Cheryl Roush, CPHQ, organizational quality manager at St. Luke's, has become the hospital's resident ISO expert—a learning experience that has sold her on the concept as an important one for healthcare organizations to pursue. It's not easy to take the first step, however.

"It's a little intimidating," says Roush.

Coincidentally, a local community college near the hospital offered an ISO-based quality assurance program, offering classes that provided background and basics on ISO concepts.

"Even the terminology is a little scary, but everyone is doing a really good job inter-relating the concepts," says Roush.

Darrel J. Scott, senior vice president of regulatory and legal affairs with DNV Healthcare Inc., points out that thus far, ISO certification has been handled by certified hospitals using existing staff.

"It should be noted that every hospital accredited by DNV (large and small) has become ISO 9001-compliant within its first year in the DNV program and has done so without the addition of any new staff," says Scott.

ISO concepts

The ISO 9001 process targets certain areas to a more intense degree than facilities may have encountered in the past (e.g., calibration of equipment and documentation control).

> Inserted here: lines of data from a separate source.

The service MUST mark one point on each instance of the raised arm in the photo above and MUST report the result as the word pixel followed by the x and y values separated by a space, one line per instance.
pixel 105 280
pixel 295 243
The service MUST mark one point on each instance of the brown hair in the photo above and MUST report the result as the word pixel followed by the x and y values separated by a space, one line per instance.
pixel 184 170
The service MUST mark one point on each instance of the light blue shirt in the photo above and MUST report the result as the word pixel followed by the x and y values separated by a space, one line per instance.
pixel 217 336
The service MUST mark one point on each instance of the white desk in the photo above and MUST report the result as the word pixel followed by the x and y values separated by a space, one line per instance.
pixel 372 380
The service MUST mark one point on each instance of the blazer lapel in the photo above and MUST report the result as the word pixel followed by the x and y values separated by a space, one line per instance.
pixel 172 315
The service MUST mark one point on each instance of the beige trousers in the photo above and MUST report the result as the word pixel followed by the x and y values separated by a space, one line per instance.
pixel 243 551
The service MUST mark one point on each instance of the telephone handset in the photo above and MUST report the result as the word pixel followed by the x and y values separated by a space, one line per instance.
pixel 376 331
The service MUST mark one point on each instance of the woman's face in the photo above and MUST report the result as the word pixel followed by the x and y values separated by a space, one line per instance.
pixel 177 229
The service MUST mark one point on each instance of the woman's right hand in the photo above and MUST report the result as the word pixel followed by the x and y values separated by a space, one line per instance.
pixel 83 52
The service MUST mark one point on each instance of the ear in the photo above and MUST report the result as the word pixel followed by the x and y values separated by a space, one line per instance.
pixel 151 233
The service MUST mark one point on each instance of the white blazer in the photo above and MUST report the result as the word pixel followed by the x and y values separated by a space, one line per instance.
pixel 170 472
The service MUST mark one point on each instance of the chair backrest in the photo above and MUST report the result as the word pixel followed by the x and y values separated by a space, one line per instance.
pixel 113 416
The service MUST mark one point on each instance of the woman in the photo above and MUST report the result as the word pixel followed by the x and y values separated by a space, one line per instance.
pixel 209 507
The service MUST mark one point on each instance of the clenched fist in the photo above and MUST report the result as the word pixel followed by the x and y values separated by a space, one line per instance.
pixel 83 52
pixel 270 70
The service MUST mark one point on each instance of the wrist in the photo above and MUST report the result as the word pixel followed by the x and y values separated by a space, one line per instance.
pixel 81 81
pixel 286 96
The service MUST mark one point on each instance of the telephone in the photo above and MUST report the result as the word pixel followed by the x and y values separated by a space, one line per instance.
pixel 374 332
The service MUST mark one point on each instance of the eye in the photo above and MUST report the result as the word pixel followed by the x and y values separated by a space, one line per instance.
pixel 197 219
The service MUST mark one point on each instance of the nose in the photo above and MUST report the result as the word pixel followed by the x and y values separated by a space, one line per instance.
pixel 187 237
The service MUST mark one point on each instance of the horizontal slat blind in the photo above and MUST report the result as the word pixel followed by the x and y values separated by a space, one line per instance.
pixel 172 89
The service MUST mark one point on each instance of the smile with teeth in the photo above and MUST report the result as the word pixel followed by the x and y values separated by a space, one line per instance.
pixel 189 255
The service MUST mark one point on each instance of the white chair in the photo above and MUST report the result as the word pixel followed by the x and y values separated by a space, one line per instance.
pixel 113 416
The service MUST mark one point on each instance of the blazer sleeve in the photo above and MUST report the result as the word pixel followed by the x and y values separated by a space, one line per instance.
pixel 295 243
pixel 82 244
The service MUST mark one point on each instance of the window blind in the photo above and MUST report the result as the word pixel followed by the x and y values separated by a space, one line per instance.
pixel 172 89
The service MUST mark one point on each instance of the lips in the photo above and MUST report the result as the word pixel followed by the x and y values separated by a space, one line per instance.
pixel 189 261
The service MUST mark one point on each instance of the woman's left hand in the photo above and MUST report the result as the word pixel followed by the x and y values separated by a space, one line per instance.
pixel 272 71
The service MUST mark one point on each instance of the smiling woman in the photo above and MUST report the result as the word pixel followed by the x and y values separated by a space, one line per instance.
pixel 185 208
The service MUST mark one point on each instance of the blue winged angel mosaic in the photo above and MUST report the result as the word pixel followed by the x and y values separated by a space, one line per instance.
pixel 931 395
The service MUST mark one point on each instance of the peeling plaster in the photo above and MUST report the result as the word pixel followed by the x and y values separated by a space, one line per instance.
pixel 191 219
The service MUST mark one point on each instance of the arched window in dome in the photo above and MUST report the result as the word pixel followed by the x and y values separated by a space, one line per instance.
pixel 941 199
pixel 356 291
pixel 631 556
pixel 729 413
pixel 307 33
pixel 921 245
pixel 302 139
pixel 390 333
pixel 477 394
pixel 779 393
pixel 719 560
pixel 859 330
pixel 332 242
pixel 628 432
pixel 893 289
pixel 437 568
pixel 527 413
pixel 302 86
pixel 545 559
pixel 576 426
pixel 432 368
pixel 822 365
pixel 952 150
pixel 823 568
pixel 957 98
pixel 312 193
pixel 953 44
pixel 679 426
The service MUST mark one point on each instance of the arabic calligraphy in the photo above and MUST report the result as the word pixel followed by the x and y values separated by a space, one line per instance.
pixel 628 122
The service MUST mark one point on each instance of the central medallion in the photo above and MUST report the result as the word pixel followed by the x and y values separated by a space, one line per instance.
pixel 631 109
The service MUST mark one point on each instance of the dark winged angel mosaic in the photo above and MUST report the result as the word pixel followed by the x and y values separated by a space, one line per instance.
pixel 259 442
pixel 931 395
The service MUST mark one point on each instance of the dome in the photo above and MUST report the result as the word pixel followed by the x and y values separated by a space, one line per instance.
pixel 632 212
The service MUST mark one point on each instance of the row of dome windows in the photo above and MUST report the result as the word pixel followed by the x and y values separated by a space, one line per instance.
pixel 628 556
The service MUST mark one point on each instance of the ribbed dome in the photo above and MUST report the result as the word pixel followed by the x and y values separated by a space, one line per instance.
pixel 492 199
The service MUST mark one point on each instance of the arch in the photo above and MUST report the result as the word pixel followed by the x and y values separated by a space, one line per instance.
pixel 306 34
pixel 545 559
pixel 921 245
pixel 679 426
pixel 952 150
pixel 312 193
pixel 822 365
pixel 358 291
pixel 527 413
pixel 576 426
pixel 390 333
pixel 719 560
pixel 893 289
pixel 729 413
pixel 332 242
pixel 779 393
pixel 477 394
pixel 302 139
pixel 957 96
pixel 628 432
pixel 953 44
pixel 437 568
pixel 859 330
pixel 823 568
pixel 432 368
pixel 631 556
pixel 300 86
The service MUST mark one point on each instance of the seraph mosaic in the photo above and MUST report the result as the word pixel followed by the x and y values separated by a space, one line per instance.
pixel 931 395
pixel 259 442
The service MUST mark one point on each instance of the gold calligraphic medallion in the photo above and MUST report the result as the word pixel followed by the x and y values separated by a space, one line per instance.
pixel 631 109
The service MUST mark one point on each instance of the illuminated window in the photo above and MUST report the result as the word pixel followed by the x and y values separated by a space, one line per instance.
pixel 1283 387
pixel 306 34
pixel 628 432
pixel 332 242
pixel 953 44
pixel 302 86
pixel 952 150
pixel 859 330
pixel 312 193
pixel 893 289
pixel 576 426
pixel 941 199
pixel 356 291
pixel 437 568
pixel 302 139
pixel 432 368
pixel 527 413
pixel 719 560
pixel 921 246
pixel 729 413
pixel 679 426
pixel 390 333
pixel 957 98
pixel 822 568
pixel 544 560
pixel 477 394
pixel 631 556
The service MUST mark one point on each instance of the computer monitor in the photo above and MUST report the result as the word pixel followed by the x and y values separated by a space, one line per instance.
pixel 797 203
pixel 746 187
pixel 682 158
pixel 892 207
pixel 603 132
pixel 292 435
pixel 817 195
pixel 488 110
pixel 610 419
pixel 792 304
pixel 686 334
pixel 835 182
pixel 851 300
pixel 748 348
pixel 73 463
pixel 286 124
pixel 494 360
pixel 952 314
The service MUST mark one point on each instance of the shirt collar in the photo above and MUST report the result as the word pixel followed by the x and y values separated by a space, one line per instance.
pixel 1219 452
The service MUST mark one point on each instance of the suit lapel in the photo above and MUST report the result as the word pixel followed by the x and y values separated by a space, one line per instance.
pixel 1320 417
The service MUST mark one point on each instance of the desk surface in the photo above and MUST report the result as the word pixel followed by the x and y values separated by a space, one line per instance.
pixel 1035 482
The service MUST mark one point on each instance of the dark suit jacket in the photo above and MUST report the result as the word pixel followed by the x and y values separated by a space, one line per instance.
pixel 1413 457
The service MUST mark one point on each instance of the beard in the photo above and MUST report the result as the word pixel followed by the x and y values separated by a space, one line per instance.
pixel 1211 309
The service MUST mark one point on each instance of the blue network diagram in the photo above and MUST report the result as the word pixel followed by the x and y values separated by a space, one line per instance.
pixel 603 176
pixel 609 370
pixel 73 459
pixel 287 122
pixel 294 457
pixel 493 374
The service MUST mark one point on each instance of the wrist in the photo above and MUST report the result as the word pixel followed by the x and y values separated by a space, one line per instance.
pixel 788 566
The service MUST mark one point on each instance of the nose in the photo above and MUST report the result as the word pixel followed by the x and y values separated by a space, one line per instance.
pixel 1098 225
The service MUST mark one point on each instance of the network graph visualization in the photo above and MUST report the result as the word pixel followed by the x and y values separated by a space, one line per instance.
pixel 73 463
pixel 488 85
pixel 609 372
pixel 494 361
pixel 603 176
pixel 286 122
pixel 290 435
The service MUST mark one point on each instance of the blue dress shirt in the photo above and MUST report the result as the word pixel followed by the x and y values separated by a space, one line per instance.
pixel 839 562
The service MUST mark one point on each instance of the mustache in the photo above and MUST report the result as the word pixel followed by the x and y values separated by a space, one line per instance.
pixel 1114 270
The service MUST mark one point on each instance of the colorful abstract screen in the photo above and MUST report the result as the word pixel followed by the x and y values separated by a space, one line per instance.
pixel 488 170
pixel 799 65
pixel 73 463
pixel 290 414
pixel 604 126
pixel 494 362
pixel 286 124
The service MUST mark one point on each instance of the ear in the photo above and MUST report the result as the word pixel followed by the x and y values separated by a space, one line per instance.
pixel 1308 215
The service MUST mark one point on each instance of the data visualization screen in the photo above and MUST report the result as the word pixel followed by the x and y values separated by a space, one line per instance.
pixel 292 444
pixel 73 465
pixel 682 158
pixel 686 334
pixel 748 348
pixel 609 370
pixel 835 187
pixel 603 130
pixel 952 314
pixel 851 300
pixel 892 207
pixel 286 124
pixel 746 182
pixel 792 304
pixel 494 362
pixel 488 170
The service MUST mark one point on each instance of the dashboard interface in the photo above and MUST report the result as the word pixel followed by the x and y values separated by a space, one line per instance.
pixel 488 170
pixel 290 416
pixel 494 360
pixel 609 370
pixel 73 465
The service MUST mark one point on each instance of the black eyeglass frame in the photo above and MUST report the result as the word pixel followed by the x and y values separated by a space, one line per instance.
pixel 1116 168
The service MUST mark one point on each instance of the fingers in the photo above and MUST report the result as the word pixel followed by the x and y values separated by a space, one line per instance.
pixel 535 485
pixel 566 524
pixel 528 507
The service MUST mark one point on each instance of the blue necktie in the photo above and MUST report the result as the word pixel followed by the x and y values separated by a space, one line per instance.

"Your document control is going to be a big [change]," says Roush. "Joint Commission requires that clinical processes are written, but a lot of other areas, like finance, didn't have documentation [requirements]."

Updating and tightening document control has been an ongoing process. A central location on the hospital's intranet site has been developed to house all documentation, and each department has a section where it now stores its own policies.

A numbering system is now in place to help keep forms current and cycle out older versions. This was developed by a committee that established a specific sequence: the first three numbers identify whether the document is organizational, patient care, forms, etc., and the second three numbers are department specific, using cost center numbers. Beyond that, departments are allowed to customize their numbering system to meet their needs.

"I recommend hospitals have one repository for documents," says Roush. "We have a procedure on document control, highlighting the approval process, the numbering system…everything is controlled on the intranet."

This is also a tightly controlled repository—only Roush is able to go in and make changes, though staff can access the documents for printing and distribution.